It is unclear how many Ukrainian fighters are inside, but Russia has said there are around 2,000 with 500 reported to be wounded.

Ukraine has said a few hundred civilians remain inside the plant.

One woman said the assault on the Azovstal steelworks began “as soon as we were brought out” of the site.

Another spoke of the “animal fear” she felt when the building she was in was hit by a bomb.

Other key developments
• Oil prices jumped following the proposed EU ban on Russian oil imports
• US President Biden said he would speak with leaders from the G7 advanced economies this week about more sanctions on Russia
• The United States has provided intelligence that has helped Ukrainian forces kill about 12 Russian generals, the New York Times reports
• The armed forces of Ukraine’s neighbour Belarus began sudden large-scale drills to test their combat readiness.

A Russian official has denied Moscow’s troops are storming the plant, but Mr Prokopenko said Russian soldiers had pushed into the mill’s territory.

Mariupol Mayor Vadym Boychenko has said Russian forces are targeting the steelworks with heavy artillery, tanks, aircraft, warships and “heavy bombs that pierce concrete three-to-five metres thick”.

Russian state TV has shown smoking rising over the plant which has been subjected to massive aerial bombardments and shelling from Vladimir Putin’s forces in recent weeks.

The steelworks has come to represent the last pocket of Ukrainian resistance in the besieged port city which has witnessed some of the worst atrocities of the war.

The Russian government said on the Telegram messaging app that it would open another evacuation corridor from the plant between 8am and 6pm local time on Thursday through Saturday.

But there was no immediate confirmation of those arrangements from other parties, and many previous such assurances from the Kremlin have fallen through, with the Ukrainians blaming continued fighting by the Russians.

It comes as Moscow’s forces have bombarded rail stations and other supply-line targets across Ukraine to disrupt the delivery of western weapons, Russian Defence Ministry spokesman Igor Konashenkov said.

Smoke was seen rising from the Azovstal steel mill yesterday
Image:
Smoke was seen rising from the Azovstal steel mill yesterday

The Russian military said it used sea and air-launched missiles to destroy electric power facilities at five railway stations across Ukraine.

Artillery and aircraft also struck troop strongholds and fuel and ammunition depots.

Ukrainian Foreign Minister Dmytro Kuleba accused Russia of “resorting to the missile terrorism tactics in order to spread fear across Ukraine”.

Air raid sirens sounded in cities across the country on Wednesday night, and attacks were reported near the capital Kyiv, in Cherkasy and Dnipro in central Ukraine, and in Zaporizhzhia in the southeast.

In Dnipro, authorities said a rail facility was hit.

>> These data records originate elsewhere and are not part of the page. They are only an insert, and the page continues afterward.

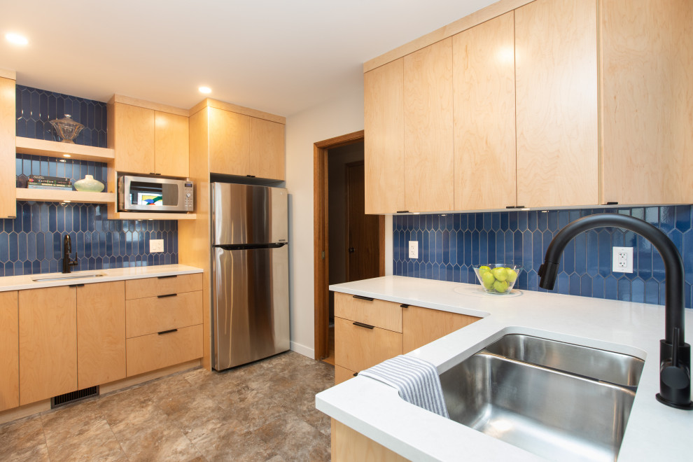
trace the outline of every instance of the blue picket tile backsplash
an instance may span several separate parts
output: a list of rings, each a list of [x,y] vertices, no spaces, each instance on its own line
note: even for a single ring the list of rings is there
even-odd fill
[[[618,213],[642,218],[673,241],[686,271],[686,307],[693,284],[693,206],[407,215],[393,217],[393,274],[479,284],[474,265],[523,266],[516,288],[539,290],[537,272],[558,231],[581,216]],[[419,258],[408,258],[409,241],[419,242]],[[634,247],[634,272],[611,272],[611,248]],[[657,249],[619,228],[592,230],[566,248],[552,292],[663,304],[664,267]]]
[[[48,120],[65,113],[85,125],[76,144],[107,147],[106,103],[17,85],[17,136],[59,141]],[[15,169],[73,183],[87,174],[107,180],[106,164],[85,160],[18,154]],[[18,202],[17,218],[0,219],[0,276],[59,271],[66,234],[78,255],[76,270],[178,262],[176,220],[108,220],[105,204]],[[153,239],[164,239],[164,252],[148,251]]]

Videos on social media suggested a bridge there was attacked.

There was no immediate word on casualties or the extent of the damage.

Responding to the strikes in his nightly video address, Ukrainian President Volodymyr Zelenskyy said: “All of these crimes will be answered, legally and quite practically – on the battlefield.”

A senior US defence official, speaking on condition of anonymity, has said that while the Russians have tried to hit critical infrastructure around the western city of Lviv, specifically targeting railroads, there has been “no appreciable impact” on Ukraine’s effort to resupply its forces.

Lviv, close to the Polish border, has been a major gateway for NATO-supplied weapons.

Weaponry pouring into Ukraine helped its forces thwart Russia’s initial drive to seize Kyiv and seems certain to play a central role in the growing battle for the Donbas, the eastern industrial region that Moscow now says is its main objective.

Ukraine has urged the West to ramp up the supply of weapons ahead of that potentially decisive clash.

Meanwhile, the UK’s Ministry of Defence has said Belarusian forces have begun military exercises which will seek to hold Ukrainian forces back from fighting to protect the Donbas region.

The ministry said in an update: “Russia will likely seek to inflate the threat posed to Ukraine by these exercises in order to fix Ukrainian forces in the North, preventing them from being committed to the battle for Donbas.”